社畜と画家は真っ新なキャンバスに何を描く

終電後の出会い


 正直、自分の人生は可もなく不可もなくと言ったところだと思う。

 小中高と平凡に進み、大学で教師を目指すも、自分には向いていないと察して採用試験を辞退。そんな時期から就活が間に合う間もなく、無事にブラック企業に就職した。

 そして、いつの間にか2年が経っていた。

 (そう思うと今は悪い方に傾いてるのかな)

 他人事のような感想を持ちながらそっと息を吐く。現に今日も終電を逃してしまったため、歩いて家まで向かっていた。タクシーを使うお金なんてない。

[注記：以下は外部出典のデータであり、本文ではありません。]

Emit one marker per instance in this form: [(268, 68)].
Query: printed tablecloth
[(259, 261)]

 (どうせ始発に乗って出社しないといけないなら泊まってもいいけど…)

 会社に泊まったら泊まったで、上司に怒られる。どうしろっていうんだか。

 「……どうせならこの辺に引っ越そうかな。このマンションとか、」

 そう言って何気なく近くのマンションを見上げた時だった。


 煙草を吸いながらこちらを見下ろす、1人の男性と目が合った。

 月明かりに照らされた顔には何かがベッタリとついているし、煙草を持っている手も何かの液体で汚れているのが見てとれた。

 しかし当の本人は気にしていないようで、ベランダの柵に肘をついてこちらを見下ろしていた。